R

We have many versions of R already available via EasyBuild ready for you to use that are optimised for our systems.

EasyBuild R

To view the versions of R available for you to use, you can do:

[user@login ~]$ module purge
[user@login ~]$ module load tools/prod
[user@login ~]$ module spider R

module purge is useful if you have loaded other modules that may interfere, otherwise it's not necessary. This will also load the gateway module tools/prod which will allow you to view modules which are currently in the production software stack.

To load R/4.2.1-foss-2022a as an example, you can do the following:

[user@login ~]$ module load tools/prod
[user@login ~]$ module load R/4.2.1-foss-2022a

Remember, that the login nodes are not for running extensive calculations, especially if they are heavy on the file system. If you need to run jobs interactively, please look at the interactive queue section.

Conda and R

To begin, following the instructions in the Conda application guide to setup Conda for your account. Assuming you have done this, the following set of instructions would create an environment called r413 containing R version 4.1.3.

[user@login ~]$ eval "$(~/miniforge3/bin/conda shell.bash hook)"
[user@login ~]$ conda create -n r413 r-base=4.1.3 -c conda-forge
[user@login ~]$ source activate r413

You should then see (r413) on the left hand side which indicates you are in that environment. For installing R packages, it is generally best to stick to the conda-forge channel or the R channel. For example, to install additional packages from the R channel:

[user@login ~]$ conda search -c r "r-*" 
[user@login ~]$ conda install -c r r-png 

An activated environment can be deactivated using:

[user@login ~]$ conda deactivate

Bioconductor

Follow the instructions above to create a suitable conda environment, such as r413. Once you have created this environment, you can search for bioconductor packages by running the following:

[user@login ~]$ conda search bioconductor-*

and you can install bioconductor packages such as bioconductor-teqc by running:

[user@login ~]$ conda install bioconductor-teqc

RStudio

Please note that access to RStudio is provided by the Open OnDemand service.

Running R in Parallel

There are a few ways to run R in Parallel. Probably the simplest is to use Array Jobs to split your work into separate subjobs and pull results together at the end. If this isn't possible then the next simplest is to use the doParallel library within R. There are a few ways to use this library so examples have been given for each. To test these methods a mostly non-sense function is created that will take the place of your work function.
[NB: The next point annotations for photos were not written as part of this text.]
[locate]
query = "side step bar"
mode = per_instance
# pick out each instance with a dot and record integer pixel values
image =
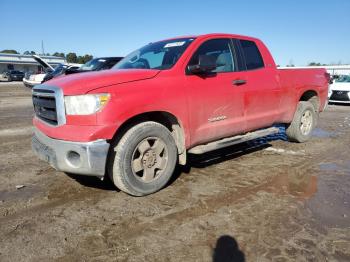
(233, 140)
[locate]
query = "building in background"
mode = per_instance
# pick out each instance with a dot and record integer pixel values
(26, 63)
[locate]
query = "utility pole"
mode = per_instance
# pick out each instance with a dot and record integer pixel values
(42, 48)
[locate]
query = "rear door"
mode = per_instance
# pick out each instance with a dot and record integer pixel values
(262, 92)
(215, 104)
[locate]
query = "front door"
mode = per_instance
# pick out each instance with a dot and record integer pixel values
(262, 92)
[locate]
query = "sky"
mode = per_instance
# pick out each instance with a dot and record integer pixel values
(297, 32)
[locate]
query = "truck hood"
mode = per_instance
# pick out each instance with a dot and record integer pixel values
(77, 84)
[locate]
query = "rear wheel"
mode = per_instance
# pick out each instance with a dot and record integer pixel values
(303, 122)
(144, 159)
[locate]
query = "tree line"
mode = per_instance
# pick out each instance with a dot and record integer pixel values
(70, 57)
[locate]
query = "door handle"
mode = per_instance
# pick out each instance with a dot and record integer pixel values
(239, 82)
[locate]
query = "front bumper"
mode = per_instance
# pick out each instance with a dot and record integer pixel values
(88, 158)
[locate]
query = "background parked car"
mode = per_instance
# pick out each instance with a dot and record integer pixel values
(13, 75)
(36, 79)
(96, 64)
(60, 70)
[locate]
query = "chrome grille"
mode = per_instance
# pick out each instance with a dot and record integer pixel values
(48, 104)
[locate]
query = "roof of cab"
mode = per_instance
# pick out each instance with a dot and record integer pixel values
(213, 35)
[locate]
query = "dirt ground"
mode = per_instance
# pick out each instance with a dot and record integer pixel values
(262, 201)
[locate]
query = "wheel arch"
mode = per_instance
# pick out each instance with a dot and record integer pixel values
(311, 96)
(164, 118)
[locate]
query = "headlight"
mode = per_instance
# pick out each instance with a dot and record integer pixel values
(85, 104)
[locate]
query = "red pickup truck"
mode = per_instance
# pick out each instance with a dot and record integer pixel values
(184, 95)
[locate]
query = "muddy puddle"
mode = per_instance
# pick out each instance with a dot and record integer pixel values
(23, 193)
(331, 204)
(326, 195)
(321, 133)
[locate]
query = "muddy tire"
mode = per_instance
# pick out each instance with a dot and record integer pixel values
(303, 123)
(143, 160)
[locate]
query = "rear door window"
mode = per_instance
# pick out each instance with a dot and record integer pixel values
(252, 56)
(221, 50)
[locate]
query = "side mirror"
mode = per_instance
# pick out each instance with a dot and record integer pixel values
(69, 71)
(206, 64)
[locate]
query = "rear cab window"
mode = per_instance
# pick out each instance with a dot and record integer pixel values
(220, 50)
(251, 55)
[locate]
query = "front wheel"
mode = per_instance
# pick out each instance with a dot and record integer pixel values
(144, 159)
(303, 122)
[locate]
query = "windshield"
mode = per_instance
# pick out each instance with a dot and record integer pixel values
(343, 79)
(92, 64)
(160, 55)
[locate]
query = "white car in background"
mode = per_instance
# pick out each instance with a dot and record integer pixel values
(31, 80)
(339, 91)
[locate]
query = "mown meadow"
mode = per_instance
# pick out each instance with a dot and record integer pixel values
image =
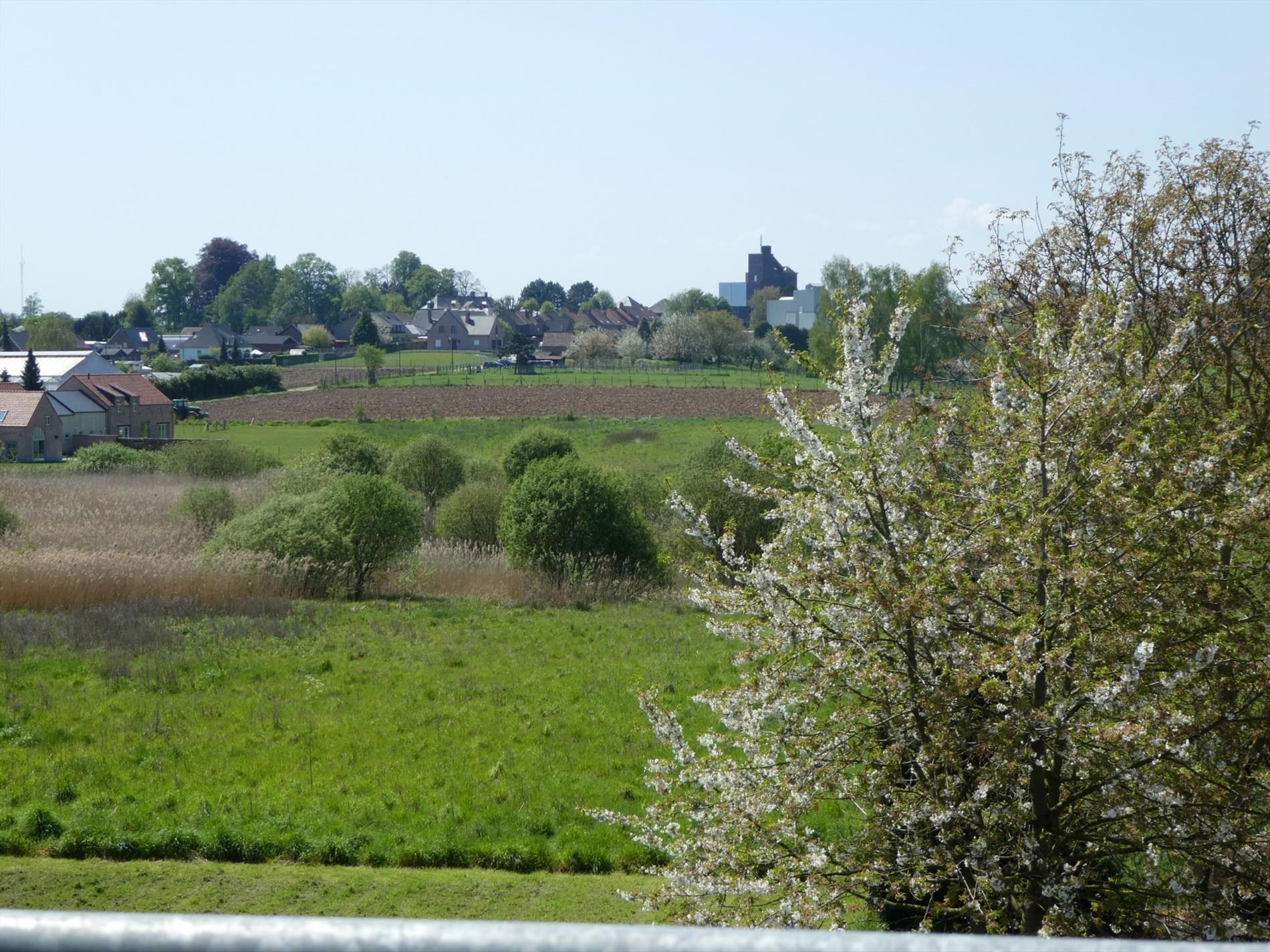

Ideally this function should take some seconds or more to run, otherwise the overhead of creating/destroying parallel processes is unlikely to be worth it.

fun <- function(n) {
    size = 1000
    start = size*n
    end = size*(n+1)
    startData = start:end
    endData <- 0:size;
    foreach (i=0:size) %do% {
        endData[i] <- startData[i]^2
    }
    return (sum(endData))
}

This test function manually creates a vector, takes the square of each element, and then returns the sum. Again this function isn't optimised and it just a place holder. Users should take the time to optimise their equivalent function(s) as much as possible.

Getting the right number of cores

Info

In order for this to work correctly, you must make sure to request the ompthreads flag in your jobscript. For example: #PBS -lselect=1:ncpus=8:ompthreads=8:mem=4gb

You can detect the correct number of cores available to your job using future::availableCores(). The function within the parallel::detectCores(), will report the wrong number, the total number of cores in the node, which are not available to you. Using this one when parallelising your code might have unexpected consequences. In other words, you can use the following code snippet to get the maximum number of cores available to you:

library("future")
numOfCores = future::availableCores()

Foreach+dopar

Creating a cluster

It is generally better to create and destroy the cluster to ensure the number of CPUs is set correctly. numOfCores should match the total number of CPUs requested in the PBS script, as described above.

library(doParallel)
numOfCores=4
cl <- makeCluster(numOfCores, type="FORK")
registerDoParallel(cl)
parallelResults <- c()

Updating Loop

If you already have the function being called in foreach loop then it can be very easy to substitute the %do% for %dopar%

dataRange <- 1:100;
parallelResults <- c();
foreach (n=dataRange) %dopar%  {
    parallelResults[n] <- fun(n)
}

mclapply

This is the parallel version of lapply and often one can be replaced with the other. The advantage here is the you don't have to create/destroy the cluster, the disadvantage is everything must fit inside of lapply. Again make sure numOfCores matches the number of cpus you are requesting in PBS.

library(doParallel)
dataRange <- 1:100;
numOfCores=4
ParallelResults <- mclapply(dataRange, fun,mc.cores=numOfCores)

Comparing all Methods

We can see that mclapply is the fastest although again the flexibility of foreach might make that the preferred method for a lot of workflows.

The estimated time using foreach: 14.834 seconds
The estimated time using foreach+dopar: 3.988 seconds
The estimated time using lapply() function: 14.276 seconds
The estimated time using mclapply() function: 3.722 seconds

With numOfCores=4